Of het nou wel of niet lukt om de Drentse ploeg de zo vurig gewenste promotie te bezorgen, Zeeman is er de man niet naar om zichzelf de hemel in te prijzen en te beweren dat hij dat klusje wel even zal klaren. ‘Een trainer is slechts een voorbijganger en heeft altijd met externe factoren te maken die bepalend kunnen zijn voor het verloop van een seizoen. Hij is maar een onderdeel van een veel breder geheel. Je moet jezelf daarbinnen nooit belangrijker maken dan je in werkelijkheid bent.’ Wat dat betreft vindt hij de keus van DVC om volgend seizoen voor Eddy Tuik te kiezen een goede beslissing. ‘Het is heel mooi dat de club mijn voormalig teamgenoot, met wie ik volgens mij zes seizoenen heb samengespeeld, als trainer heeft aangetrokken. Ik gun hem dat ook van harte. Voor mijn gevoel is het de juiste man op de juiste plaats.’
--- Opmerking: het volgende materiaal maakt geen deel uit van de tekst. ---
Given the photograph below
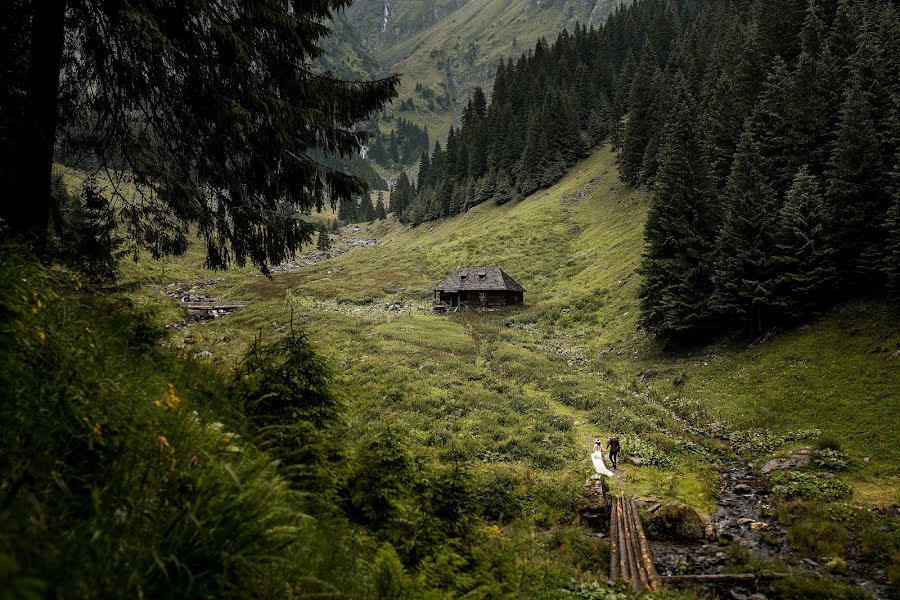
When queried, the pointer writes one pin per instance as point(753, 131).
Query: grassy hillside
point(576, 247)
point(519, 394)
point(451, 46)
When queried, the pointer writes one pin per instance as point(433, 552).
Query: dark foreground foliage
point(768, 130)
point(128, 469)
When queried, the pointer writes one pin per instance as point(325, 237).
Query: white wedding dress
point(599, 465)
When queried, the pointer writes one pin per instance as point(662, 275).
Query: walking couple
point(597, 456)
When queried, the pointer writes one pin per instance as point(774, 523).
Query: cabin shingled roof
point(489, 278)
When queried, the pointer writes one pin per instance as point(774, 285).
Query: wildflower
point(171, 399)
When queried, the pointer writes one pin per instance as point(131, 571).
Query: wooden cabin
point(477, 287)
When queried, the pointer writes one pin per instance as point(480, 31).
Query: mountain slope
point(444, 48)
point(576, 248)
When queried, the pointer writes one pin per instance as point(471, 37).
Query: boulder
point(743, 489)
point(677, 522)
point(794, 461)
point(593, 506)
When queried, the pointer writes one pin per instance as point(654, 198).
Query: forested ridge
point(767, 130)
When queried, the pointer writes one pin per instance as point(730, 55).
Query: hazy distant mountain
point(444, 48)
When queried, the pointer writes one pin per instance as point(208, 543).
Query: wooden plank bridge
point(629, 553)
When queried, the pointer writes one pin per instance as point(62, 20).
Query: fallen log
point(727, 577)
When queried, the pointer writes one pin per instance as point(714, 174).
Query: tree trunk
point(28, 209)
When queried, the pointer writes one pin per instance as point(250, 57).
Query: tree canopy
point(207, 112)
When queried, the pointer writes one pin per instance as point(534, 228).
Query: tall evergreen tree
point(324, 242)
point(380, 211)
point(641, 107)
point(680, 231)
point(802, 254)
point(856, 189)
point(744, 277)
point(212, 108)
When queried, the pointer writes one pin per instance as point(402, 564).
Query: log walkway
point(629, 553)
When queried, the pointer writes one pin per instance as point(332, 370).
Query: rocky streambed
point(744, 523)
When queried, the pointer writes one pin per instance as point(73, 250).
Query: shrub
point(283, 389)
point(801, 484)
point(831, 460)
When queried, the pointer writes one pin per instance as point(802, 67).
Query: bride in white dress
point(597, 459)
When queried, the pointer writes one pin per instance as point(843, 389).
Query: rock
point(593, 506)
point(677, 522)
point(794, 461)
point(647, 374)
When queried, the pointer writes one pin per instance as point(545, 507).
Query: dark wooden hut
point(477, 287)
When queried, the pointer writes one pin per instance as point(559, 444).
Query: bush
point(831, 460)
point(283, 389)
point(801, 484)
point(86, 238)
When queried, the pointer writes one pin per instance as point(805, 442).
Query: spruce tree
point(802, 254)
point(641, 108)
point(212, 110)
point(324, 242)
point(856, 191)
point(380, 211)
point(744, 284)
point(680, 231)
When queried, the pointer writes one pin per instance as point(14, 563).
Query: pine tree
point(744, 267)
point(802, 255)
point(214, 111)
point(641, 107)
point(680, 232)
point(856, 191)
point(324, 243)
point(380, 211)
point(893, 263)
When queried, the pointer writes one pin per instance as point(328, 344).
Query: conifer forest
point(464, 299)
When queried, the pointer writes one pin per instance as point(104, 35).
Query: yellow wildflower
point(171, 399)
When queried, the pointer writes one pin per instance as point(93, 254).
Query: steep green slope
point(576, 248)
point(518, 395)
point(450, 46)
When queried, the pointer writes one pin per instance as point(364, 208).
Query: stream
point(744, 515)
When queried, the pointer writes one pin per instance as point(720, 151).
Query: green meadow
point(499, 381)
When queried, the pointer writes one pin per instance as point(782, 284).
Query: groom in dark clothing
point(613, 448)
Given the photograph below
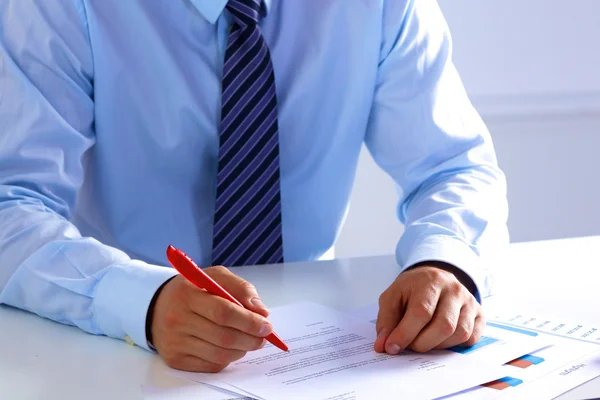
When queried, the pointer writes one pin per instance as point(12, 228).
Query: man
point(232, 129)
Zeeman sluit tenslotte niet uit dat hij in de toekomst zijn weg bij een Noord-Groninger club zal weten te vinden. Het zou volgens hem dan wel fijn zijn dat het niveau ook omhoog gaat. DVC en bijvoorbeeld NEC Delfzijl zijn wat dat betreft op de goede weg. En dus kunnen we het niet nalaten om hem te vragen of hij sinds zijn laatste mislukte jaar in Damster dienst daar ooit nog een keer hoofdtrainer zou willen worden. Hij hoeft daar niet lang over na te denken. ‘Ik heb er heel veel van geleerd en ben vele ervaringen rijker geworden. Waar deuren dicht gaan, openen er andere. No hard feelings voor wat ooit is geweest. Wie weet keer ik er ooit terug.’